Concluding Thoughts:

The APT, Aptos Blockchain’s native token, launched as planned and promptly lost roughly 50% of its value. A (very) last-minute airdrop announcement added to the confusion, as did pre-earned insider incentives.In addition to technical innovation, marketing has focused on other trusted retail-bait claims such as security and high scalability, with the possibility for over 100k transactions per second (TPS). However, since the announcement of its mainnet’s launch on Monday, on-chain statistics have indicated only 4 TPS, which is lower than the Bitcoin network.

The tokenomics document mentions that insider tokens will be locked for at least a year before being distributed gradually, but it also hints that locked tokens can be staked and that staking incentives won’t be locked.

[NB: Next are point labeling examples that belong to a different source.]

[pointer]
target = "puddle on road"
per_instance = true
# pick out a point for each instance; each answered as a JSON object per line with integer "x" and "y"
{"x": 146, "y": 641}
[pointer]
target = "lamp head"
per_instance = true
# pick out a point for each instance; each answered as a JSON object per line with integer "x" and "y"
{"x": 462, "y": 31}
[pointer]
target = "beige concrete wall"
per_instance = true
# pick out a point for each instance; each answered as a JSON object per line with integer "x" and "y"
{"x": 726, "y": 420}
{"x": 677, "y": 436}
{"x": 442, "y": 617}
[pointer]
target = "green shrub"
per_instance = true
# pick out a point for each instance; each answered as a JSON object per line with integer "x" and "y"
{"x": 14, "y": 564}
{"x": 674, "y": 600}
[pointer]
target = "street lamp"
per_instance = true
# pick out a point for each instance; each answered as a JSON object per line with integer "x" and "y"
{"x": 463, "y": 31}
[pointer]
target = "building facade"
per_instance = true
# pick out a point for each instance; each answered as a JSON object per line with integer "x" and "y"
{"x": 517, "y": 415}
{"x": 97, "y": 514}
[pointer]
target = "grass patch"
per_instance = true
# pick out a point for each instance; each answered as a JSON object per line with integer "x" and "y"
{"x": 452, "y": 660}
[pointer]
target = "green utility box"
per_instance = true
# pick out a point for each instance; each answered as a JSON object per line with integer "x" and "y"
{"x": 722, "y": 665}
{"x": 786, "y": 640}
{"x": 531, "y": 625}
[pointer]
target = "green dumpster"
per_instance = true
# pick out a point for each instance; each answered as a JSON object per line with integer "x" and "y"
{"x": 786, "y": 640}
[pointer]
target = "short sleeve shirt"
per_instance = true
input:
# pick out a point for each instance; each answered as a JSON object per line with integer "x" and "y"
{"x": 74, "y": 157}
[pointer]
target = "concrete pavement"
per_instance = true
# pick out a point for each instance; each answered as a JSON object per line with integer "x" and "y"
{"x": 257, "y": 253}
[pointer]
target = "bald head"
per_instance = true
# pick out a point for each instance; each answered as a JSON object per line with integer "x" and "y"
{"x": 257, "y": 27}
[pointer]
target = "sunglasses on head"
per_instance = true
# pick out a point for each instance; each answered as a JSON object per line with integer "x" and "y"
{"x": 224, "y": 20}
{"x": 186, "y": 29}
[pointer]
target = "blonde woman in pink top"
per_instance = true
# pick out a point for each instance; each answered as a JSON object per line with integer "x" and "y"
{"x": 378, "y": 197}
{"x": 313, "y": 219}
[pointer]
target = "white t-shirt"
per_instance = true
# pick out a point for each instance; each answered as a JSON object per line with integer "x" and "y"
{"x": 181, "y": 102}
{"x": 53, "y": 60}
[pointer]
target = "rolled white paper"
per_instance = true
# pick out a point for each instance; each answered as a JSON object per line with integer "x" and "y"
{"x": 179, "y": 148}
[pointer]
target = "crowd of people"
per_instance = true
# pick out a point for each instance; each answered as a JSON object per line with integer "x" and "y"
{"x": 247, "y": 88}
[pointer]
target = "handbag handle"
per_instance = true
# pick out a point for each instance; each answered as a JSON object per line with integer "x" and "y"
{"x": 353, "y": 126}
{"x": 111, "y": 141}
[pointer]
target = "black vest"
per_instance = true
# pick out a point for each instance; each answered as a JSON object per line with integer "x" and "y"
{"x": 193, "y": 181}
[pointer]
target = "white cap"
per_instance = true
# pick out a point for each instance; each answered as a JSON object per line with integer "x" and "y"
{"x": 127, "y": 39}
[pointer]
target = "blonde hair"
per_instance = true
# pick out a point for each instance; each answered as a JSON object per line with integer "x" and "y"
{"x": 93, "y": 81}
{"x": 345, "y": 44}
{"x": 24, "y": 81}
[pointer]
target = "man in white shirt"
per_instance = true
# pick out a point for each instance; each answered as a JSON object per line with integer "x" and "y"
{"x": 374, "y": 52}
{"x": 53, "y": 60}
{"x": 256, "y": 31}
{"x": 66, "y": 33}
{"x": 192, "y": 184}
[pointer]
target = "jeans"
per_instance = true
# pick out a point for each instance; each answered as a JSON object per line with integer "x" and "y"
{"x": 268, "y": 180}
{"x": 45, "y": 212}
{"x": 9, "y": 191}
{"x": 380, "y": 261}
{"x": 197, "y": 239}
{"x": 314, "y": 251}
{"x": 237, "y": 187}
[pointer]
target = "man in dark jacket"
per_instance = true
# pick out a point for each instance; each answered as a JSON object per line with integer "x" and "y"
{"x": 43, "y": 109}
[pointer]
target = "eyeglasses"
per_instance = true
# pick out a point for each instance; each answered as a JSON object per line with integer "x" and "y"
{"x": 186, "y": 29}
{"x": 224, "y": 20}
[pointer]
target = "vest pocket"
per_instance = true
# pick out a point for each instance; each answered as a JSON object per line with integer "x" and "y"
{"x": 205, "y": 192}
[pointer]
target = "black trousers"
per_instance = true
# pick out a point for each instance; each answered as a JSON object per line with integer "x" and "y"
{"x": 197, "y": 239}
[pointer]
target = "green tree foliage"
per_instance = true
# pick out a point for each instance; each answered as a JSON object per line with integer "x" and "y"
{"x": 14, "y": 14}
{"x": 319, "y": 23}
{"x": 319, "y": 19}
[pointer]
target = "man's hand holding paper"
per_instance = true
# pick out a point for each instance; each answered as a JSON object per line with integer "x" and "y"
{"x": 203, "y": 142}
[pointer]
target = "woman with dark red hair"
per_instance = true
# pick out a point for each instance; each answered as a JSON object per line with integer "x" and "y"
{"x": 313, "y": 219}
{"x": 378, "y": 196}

Because there are so many locked tokens (490 million), and because the “maximum payout rate starts at 7%,” insiders, team members, and VCs may have access to nearly 100,000 tokens every day to dump on retail investors using CEXs. A proven and profitable solution for insiders or those with sufficient funds is to dump staking rewards.

Aptos has the same investors and a very comparable value proposition to Solana, so it seems like they are both following the same strategy. Given this and the success Solana has had with technological innovation, it’s difficult to eradicate the impression that these networks were developed solely to milk retail investors.